En primer lugar, cabe destacar que no toda infracción administrativa, irregularidad producida en la tramitación de un expediente u omisión de un trámite legalmente exigido debe ser calificado como un delito de prevaricación.

El artículo 404 del Código Penal, sanciona la prevaricación administrativa “a la autoridad o funcionario público que, a sabiendas de su injusticia, dictare una resolución arbitraria en un asunto administrativo se le castigará con la pena de inhabilitación especial para empleo o cargo público y para el ejercicio del derecho de sufragio pasivo por tiempo de nueve a quince años”. Si bien, la jurisprudencia reiterada del Tribunal Supremo, clarifica los requisitos que deben cumplirse para encontrarnos ante un delito de prevaricación.
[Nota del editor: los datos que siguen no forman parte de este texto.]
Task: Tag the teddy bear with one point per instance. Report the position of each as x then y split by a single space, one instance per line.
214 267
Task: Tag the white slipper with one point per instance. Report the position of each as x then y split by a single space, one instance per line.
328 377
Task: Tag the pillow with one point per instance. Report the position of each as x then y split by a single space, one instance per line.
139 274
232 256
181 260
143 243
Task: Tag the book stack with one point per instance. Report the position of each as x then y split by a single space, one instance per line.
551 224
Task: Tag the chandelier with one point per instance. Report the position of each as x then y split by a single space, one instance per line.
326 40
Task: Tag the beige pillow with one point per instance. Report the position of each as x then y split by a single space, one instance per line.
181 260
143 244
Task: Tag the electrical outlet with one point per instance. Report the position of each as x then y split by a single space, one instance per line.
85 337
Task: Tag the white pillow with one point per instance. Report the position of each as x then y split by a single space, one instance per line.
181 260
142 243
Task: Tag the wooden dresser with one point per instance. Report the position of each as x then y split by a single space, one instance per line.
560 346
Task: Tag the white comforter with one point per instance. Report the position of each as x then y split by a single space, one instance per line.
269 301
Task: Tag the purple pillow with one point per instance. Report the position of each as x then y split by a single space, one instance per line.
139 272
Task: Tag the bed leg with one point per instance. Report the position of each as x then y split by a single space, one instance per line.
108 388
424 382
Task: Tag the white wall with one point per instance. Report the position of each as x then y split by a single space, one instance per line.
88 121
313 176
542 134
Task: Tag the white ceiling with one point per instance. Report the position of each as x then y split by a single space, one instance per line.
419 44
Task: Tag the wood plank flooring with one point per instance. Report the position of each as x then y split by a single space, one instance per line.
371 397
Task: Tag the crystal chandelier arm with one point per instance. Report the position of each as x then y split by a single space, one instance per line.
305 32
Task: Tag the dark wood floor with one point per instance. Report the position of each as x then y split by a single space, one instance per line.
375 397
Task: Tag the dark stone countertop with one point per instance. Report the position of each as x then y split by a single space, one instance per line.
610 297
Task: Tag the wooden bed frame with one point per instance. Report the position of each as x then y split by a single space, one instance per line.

En concreto, la sentencia 1021/2013 de 26 de noviembre, enumera como requisitos necesarios:

1.     Una resolución dictada por autoridad o funcionario en asunto administrativo.
2.     Sea objetivamente contraria al Derecho.
3.     No pueda ser explicada con una argumentación técnico-jurídica mínimamente razonable.
4.     Ocasione un resultado materialmente injusto.
5.     Sea dictada con la finalidad de hacer efectiva la voluntad particular de la autoridad o funcionario y con el conocimiento de actuar en contra del derecho eliminando arbitrariamente la libre competencia en un injustificado ejercicio de abuso de poder.

Centrándonos en el último requisito, podemos apreciar que  no es la simple ilegalidad lo que se sanciona, sino la arbitrariedad de quién comete el delito. Por ello, mera inobservancia de las normas que determina la LCSP en materia de contratación menor, no bastaría para que dicha conducta sea calificada como delito.

Una acción será calificada como delito, siempre que implique un verdadero retorcimiento del Derecho, por constituir una contradicción insuperable y de grado notorio con la legalidad vigente. La sentencia del 7 de enero de 2003 del Tribunal Supremo, hace una clara distinción entre la labor penal y administrativa, señalando que la jurisdicción penal no trata de reemplazar a la jurisdicción contencioso-administrativa en su cometido de inspección, revisión y control del cumplimiento de la actuación administrativa, sino que trata de castigar aquellos supuestos flagrantes en donde la posición de superioridad con la que cuenta quién ejerce la función pública, es utilizada a capricho, bajo su propio interés y en perjuicio de los administrados.

En definitiva, no siempre que estemos ante una adjudicación directa recurrente o ante un fraccionamiento de un menor intervendría la jurisdicción penal. En la práctica, factores como la falta de planificación y previsión de necesidades objeto de contratación, la insuficiencia de medios o simplemente el mero desconocimiento, provoca que los poderes adjudicadores no hagan un uso correcto de la contratación menor, y ello no lleva aparejado por defecto un delito de prevaricación. Este tipo de delito, como se indica, comporta un “plus” de abuso de poder y dolo en el momento en el que el funcionario o autoridad pública a sabiendas de la irregularidad que está cometiendo, decide utilizarlo caprichosamente vulnerando gravemente los principios generales del derecho.

A sensu contrario, en el resto de los casos, ante una actuación irregular que no se ajuste a la ley, nos remitiremos a las normas que prevén supuestos de nulidad y anulabilidad controlables por la jurisdicción contencioso-administrativa, tal y como contemplan los art. 47 y 48 de la Ley 39/2015, de 1 de octubre, del Procedimiento Administrativo Común de las Administraciones Públicas, sin perjuicio, de que pueda resultar de aplicación posibles sanciones pecuniarias que, en todo caso, estarán delimitadas por ley en función de la gravedad del asunto.

Para terminar, los órganos de contratación podrán evitar verse entre la delgada línea entre delito de prevaricación o infracción administrativa, si refuerzan sus labores de gestión, seguimiento y control de los expedientes correspondientes a los contratos menores. Realizando una programación adecuada del gasto público en función de las necesidades a cubrir, se podría evitar la comisión de dichas irregularidades.